Retrospetiva ou Balanço de 2014 aos factos que não ocorreram

Com o ano perto do fim, vulgarmente se ouve dizer que é hora de fazer um balanço ao que no decurso dele de bom e mau aconteceu…estejam à vontade, senhoras e senhores, demorem o tempo que vos apetecer, desde que no final vos reste algum para ler as linhas que escreverei em seguida.

Prefiro falar-vos, não desses factos que andaram à boca-cheia nos órgãos de informação enchendo páginas nos jornais que subsistem à custa das receitas obtidas da publicidade que fazem na edição online e marcaram a vida nos planos sociocultural, desportivo ou político-económico, mas dos que por um capricho do destino podiam ter tido lugar e se tivessem ocorrido ninguém hesitaria em classificá-los de mais interessantes, relegando aqueles para uma posição secundária.

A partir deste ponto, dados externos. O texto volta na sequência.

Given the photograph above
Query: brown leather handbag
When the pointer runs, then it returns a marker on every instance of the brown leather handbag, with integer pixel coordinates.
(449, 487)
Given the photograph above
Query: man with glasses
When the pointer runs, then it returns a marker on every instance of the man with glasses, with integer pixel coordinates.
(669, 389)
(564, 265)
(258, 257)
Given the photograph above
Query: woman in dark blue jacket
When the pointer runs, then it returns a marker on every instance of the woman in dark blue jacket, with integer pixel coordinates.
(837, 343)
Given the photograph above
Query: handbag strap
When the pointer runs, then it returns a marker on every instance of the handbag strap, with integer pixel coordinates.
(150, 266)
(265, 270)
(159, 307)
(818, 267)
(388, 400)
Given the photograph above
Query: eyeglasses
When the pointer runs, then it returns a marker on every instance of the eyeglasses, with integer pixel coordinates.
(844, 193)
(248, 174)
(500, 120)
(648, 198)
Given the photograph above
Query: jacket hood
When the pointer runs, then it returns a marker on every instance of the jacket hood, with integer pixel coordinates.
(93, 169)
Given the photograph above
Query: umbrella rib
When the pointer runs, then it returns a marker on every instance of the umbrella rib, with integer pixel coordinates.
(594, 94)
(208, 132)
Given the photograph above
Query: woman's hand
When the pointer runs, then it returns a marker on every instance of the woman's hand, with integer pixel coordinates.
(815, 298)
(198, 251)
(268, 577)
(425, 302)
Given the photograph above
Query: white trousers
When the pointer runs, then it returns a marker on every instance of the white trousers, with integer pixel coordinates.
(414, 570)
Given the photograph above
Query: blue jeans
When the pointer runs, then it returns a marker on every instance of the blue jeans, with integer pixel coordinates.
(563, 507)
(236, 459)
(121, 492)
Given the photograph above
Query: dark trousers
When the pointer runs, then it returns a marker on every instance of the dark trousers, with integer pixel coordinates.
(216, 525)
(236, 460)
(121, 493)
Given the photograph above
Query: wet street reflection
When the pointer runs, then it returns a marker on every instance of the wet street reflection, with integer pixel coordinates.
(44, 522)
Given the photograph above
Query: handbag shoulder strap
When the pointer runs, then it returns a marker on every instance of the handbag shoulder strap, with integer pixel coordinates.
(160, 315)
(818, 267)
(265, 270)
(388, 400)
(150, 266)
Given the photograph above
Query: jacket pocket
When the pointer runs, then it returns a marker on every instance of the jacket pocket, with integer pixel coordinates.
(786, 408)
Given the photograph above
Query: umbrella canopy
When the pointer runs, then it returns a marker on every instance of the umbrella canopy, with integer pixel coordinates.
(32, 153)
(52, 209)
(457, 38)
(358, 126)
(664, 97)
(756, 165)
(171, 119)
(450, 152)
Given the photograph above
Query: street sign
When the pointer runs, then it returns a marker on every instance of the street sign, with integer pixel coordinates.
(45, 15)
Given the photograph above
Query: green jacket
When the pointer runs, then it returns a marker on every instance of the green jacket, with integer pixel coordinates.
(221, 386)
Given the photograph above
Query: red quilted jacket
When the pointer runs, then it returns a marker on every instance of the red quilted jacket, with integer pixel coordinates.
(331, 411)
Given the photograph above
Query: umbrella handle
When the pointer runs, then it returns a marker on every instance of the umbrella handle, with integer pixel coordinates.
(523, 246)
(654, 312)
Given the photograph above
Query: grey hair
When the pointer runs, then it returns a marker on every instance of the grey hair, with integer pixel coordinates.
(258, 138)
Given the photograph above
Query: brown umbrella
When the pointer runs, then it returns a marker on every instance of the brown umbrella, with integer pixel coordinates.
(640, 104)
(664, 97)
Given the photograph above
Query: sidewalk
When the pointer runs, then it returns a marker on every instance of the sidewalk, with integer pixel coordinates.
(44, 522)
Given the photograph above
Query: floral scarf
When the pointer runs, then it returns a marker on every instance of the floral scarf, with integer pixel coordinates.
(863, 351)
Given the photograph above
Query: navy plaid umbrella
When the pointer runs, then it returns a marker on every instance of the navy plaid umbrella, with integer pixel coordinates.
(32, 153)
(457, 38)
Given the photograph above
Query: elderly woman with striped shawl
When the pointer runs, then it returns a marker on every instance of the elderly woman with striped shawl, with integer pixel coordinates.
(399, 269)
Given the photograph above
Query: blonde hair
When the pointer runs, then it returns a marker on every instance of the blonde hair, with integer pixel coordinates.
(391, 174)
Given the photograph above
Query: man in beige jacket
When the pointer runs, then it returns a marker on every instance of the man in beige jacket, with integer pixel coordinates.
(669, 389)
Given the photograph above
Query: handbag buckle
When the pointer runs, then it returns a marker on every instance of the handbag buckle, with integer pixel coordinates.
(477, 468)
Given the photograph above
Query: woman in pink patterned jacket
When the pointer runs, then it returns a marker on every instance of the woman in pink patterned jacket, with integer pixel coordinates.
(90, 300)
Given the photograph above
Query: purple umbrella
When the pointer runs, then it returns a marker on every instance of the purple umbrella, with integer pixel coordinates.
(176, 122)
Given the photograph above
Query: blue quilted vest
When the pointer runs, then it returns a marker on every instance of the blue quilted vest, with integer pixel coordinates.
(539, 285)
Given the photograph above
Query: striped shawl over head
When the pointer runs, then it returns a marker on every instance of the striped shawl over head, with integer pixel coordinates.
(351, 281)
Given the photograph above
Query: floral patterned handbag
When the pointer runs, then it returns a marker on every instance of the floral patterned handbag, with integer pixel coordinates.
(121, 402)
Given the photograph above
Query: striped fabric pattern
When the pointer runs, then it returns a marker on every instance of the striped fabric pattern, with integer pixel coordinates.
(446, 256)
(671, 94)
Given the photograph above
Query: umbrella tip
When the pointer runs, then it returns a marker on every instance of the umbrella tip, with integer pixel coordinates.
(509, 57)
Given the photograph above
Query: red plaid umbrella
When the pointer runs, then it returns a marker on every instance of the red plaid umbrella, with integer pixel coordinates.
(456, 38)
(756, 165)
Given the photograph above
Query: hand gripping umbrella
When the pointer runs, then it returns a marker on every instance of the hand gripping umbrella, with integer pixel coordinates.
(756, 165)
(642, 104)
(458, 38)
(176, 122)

Falo, por exemplo, da brilhante vitória obtida pelo Benfica na final da edição deste ano da Liga Europa, uma espécie de prova destinada a compensar pelo desaire os adeptos das esquipas que prematuramente foram afastadas da principal competição entre clubes do velho continente chamada Liga dos Campeões, conforme sabem. Na final, disputada na Arena de Amesterdão, num piso que estava em tão bom estado como um relvado onde se pudesse estender uma tolha e fazer um piquenique, a formação lusa, onde habitualmente pontificam menos jogadores portugueses do que nas equipas que defronta, derrotou a do Sevilha que fez alinhar de início alguns que já passaram no nosso campeonato. Um deles, e o que esteve em maior destaque pela negativa, foi o guarda-redes Beto, internacional A que já defendeu a baliza do F.C. Porto e foi por essa razão uma aposta do treinador que o contratou, lembrando-se dos bons elementos que por esse clube têm passado para jogar naquela posição. Tivesse ele a leveza de outros tempos e talvez voasse a tempo de impedir que resultasse em golo uma bola rematada do meio-campo adversário por um defesa que tentava aliviar as sobras de um contra-ataque. Também foi dele a culpa de uma má interceção a um cruzamento da esquerda que originou um pontapé de recarga em direção ao fundo da baliza. Abanaram as malhas e certamente sofreu um abalo a confiança que nele depositavam os adeptos em que fosse um bastião na defesa dos terrenos que pisava. No terceiro golo sofrido, no espaço de vinte e cinco minutos, calculou mal a trajetória de uma bola que passou rente ao pé e viu-a anichar-se nas redes onde quase não chegava de tão pouca força com que foi para si passada por um companheiro. Foi um bom jogo, e no final treinadores e jogadores de ambas as equipas concordaram em que bastou ao Benfica fazer quarenta a cinco minutos à F.C. Porto para arrecadar um troféu que faltava ao seu vastíssimo acervo museológico. Na segunda parte houve mais dois golos na baliza espanhola, mas Beto, que foi tomar banho mais cedo, ficou isento de culpa porque o treinador inteligentemente substituíra-o ao intervalo. Não pesa sobre esta predileção que tenho pelo jogador, o facto de ser benfiquista mas admito que do novo treinador da Seleção Nacional passei a gostar um bocadinho menos quando soube pelos jornais que tencionava continuar a convocá-lo para os jogos de apuramento com vista ao Europeu de França.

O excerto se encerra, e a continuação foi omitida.